Doppelkopf Tipps und Tricks

Anfängertricks

1,2,3…ein paar einfache Anfängertricks um den Überblick zu behalten Für viele neue Spieler sind die grundsätzlichen Regeln des Doppelkopfspiels nach relativ kurzer Zeit kein wirkliches Problem. Viel mehr bereitet den Neulingen etwas anderes manches Mal Kopfzerbrechen: Das „Zählen“. Dies bedeutet, viele Neulinge haben oft Probleme, sich im Kopf zu behalten, welche Karten bereits ausgespielt wurden und welche nicht. Nun gibt es natürlich einschlägige Fachliteratur, wie man erlernt, sein Gehirn langfristig zu schulen, um sich Farben, Zahlen, etc. zu lernen.

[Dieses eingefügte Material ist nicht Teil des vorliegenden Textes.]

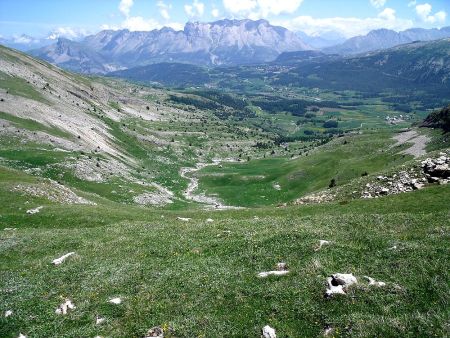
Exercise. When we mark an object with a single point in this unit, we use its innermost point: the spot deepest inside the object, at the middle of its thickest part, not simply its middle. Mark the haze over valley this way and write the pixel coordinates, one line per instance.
(224, 169)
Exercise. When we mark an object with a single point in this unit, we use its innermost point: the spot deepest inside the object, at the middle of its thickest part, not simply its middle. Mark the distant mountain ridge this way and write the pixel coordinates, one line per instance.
(385, 38)
(224, 42)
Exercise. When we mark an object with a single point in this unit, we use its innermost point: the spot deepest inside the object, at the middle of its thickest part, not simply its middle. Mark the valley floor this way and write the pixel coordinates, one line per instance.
(199, 277)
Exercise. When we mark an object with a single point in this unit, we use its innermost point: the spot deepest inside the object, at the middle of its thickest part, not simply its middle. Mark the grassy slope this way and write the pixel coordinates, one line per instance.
(200, 280)
(343, 159)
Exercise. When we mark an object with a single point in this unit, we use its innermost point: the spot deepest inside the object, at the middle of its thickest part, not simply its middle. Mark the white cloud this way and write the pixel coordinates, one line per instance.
(164, 9)
(378, 3)
(67, 32)
(215, 13)
(125, 6)
(348, 27)
(255, 9)
(239, 6)
(387, 14)
(138, 23)
(423, 11)
(195, 10)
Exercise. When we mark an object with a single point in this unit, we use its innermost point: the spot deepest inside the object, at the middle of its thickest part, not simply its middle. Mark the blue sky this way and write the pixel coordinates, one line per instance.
(53, 18)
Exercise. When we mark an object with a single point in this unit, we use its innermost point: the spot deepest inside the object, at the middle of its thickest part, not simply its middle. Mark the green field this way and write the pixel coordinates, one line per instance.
(161, 235)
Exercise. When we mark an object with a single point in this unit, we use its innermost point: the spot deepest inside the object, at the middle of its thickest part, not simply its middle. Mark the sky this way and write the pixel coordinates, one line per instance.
(76, 18)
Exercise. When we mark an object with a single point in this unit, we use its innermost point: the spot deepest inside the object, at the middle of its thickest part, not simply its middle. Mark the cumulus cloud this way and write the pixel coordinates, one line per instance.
(215, 13)
(139, 23)
(347, 27)
(68, 33)
(255, 9)
(387, 14)
(423, 11)
(164, 9)
(125, 6)
(378, 3)
(195, 10)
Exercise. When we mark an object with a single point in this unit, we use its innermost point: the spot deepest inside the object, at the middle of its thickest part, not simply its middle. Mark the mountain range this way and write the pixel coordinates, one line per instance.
(221, 43)
(385, 38)
(225, 42)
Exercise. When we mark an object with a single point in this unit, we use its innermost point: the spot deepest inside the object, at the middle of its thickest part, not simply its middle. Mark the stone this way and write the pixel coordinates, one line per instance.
(61, 259)
(339, 283)
(265, 274)
(281, 266)
(34, 211)
(322, 243)
(116, 301)
(65, 307)
(374, 282)
(156, 331)
(268, 332)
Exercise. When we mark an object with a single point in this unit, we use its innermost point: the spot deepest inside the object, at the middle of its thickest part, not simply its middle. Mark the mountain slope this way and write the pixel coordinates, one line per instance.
(385, 38)
(420, 65)
(220, 42)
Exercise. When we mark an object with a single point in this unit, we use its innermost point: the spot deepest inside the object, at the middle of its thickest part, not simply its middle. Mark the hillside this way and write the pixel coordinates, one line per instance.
(438, 119)
(130, 209)
(385, 38)
(222, 42)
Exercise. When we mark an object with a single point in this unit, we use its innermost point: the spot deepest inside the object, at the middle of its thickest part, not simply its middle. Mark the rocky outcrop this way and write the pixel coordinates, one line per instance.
(431, 170)
(228, 42)
(437, 170)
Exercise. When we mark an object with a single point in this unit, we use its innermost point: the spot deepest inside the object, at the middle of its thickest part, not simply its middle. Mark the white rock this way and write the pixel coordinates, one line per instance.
(268, 332)
(281, 266)
(34, 211)
(345, 279)
(322, 243)
(265, 274)
(339, 282)
(374, 282)
(334, 289)
(155, 332)
(61, 259)
(328, 331)
(116, 301)
(65, 307)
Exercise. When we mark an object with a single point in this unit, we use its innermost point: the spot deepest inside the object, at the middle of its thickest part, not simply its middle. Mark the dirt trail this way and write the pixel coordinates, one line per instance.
(418, 141)
(189, 193)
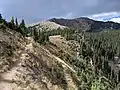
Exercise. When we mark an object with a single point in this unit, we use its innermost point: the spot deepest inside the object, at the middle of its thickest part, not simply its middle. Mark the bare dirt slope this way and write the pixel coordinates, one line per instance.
(27, 65)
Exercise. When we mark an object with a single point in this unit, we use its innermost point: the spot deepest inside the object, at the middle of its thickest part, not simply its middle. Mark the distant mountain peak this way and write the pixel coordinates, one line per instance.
(86, 24)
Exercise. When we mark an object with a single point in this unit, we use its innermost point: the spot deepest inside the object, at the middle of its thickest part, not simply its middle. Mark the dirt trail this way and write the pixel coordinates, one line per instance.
(7, 79)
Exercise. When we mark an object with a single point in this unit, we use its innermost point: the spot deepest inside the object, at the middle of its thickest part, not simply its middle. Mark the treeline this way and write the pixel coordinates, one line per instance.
(101, 55)
(42, 36)
(14, 25)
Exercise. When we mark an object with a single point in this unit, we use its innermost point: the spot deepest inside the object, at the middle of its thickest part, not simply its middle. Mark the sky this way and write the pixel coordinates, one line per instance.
(37, 10)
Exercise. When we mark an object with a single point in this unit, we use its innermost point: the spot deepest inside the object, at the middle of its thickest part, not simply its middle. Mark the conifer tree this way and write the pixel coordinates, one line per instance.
(12, 23)
(16, 22)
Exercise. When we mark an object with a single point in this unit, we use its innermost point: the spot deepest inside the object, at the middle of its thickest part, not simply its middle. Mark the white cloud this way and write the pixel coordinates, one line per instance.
(69, 15)
(115, 20)
(111, 16)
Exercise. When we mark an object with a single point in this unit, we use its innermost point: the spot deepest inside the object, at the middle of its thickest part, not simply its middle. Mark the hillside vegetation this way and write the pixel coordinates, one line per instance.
(60, 59)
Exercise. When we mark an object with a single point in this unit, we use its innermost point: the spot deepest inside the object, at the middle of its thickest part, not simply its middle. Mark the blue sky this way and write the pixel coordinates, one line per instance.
(36, 10)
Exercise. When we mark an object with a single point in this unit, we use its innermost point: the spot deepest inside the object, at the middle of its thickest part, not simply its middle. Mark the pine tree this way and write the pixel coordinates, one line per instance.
(16, 23)
(1, 18)
(23, 28)
(13, 23)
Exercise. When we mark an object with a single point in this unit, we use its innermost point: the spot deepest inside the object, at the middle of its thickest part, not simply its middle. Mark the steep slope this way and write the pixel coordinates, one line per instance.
(86, 24)
(27, 65)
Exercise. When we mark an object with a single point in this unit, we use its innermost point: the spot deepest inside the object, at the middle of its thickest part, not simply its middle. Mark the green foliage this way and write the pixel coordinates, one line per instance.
(12, 23)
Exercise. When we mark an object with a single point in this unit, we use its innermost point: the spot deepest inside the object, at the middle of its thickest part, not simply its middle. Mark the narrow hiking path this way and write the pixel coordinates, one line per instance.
(7, 79)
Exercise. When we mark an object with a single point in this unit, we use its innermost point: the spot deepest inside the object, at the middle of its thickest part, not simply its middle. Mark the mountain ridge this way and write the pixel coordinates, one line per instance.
(86, 24)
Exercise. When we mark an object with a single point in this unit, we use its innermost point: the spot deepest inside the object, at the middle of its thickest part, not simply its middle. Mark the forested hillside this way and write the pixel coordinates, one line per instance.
(59, 59)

Aber echte Doppelkopf-Fans sollten diese Zeit lieber damit verbringen, dem Spiel zu frönen, anstatt ihre Nasen in dicke Schmöker zu stecken. Im Übrigen erscheint solche „Fachliteratur“ auch nicht das Richtige, kommt es beim Doppelkopf doch auf spezielle Besonderheiten an, die sich nicht trainieren lassen.

Edit: An dieser Stelle ein dankeschön an den aufmerksamen Leser Peter, der einen seht wertvollen Hinweis gegeben hat: Wer Schwierigkeiten hat, sich Karten zu merken, weil es beim Doppelkopf ja sehr viele sind, kann mal mit dem vor allem in Österreich verbreiteten Traditionskartenspiel Schnapsen versuchen. Man spielt mit dem doppeldeutschen oder französischen Blatt und jeder Spieler hält -Achtung Doko-Fans- nur 5 Karten gleichzeitig auf der Hand. Da man Schnapsen zu zweit spielt und sich die letzten eigenen Stiche zumindest beim weichen Schnapsen ansehen darf, ist es ideal, um sich das Kartenmerken langsam anzueignen.

Karten merken

Es gibt natürlich einige kleine Tricks, worauf sich Doppelkopfneulinge zunächst Schritt-für Schritt konzentrieren sollten. Für absolute Neulinge des Kartenspiels geht es zunächst darum, sich die Fehlfarben zu merken. Man sollte vor allem darauf achten, wann die Asse weg sind und wann einer der Mitspieler eine Farbe nicht mehr hat, beziehungsweise wann ein Spieler blank auf einer Farbe sitzt. Dies sollte selbst einem Doko-Anfänger schon recht schnell gelingen. Ebenfalls gilt es natürlich, auf die beiden Kreuz Damen und die Dullen zu achten – je nach Spielvariante.

Mitzählen

Sollte man diese kleinen Kniffe intus haben, sollte man dann mit dem „Mitzählen“ beginnen, wie viele Karten von einer Farbe ausgespielt wurden, und wie viele dann logischerweise noch im Spiel sind. Ansonsten ist das Doppelkopf spielen überwiegend situations- bedingt und lässt sich sicher nicht nach Schema F weiterspielen. Sollte man aber diese kleinen Anfängerkniffe im Blick behalten, wird das Doppelkopfspiel von mal zu mal einfacher, da das allgemeine Spielverständnis anwächst und man nach und nach einfacher einen Überblick bewahrt.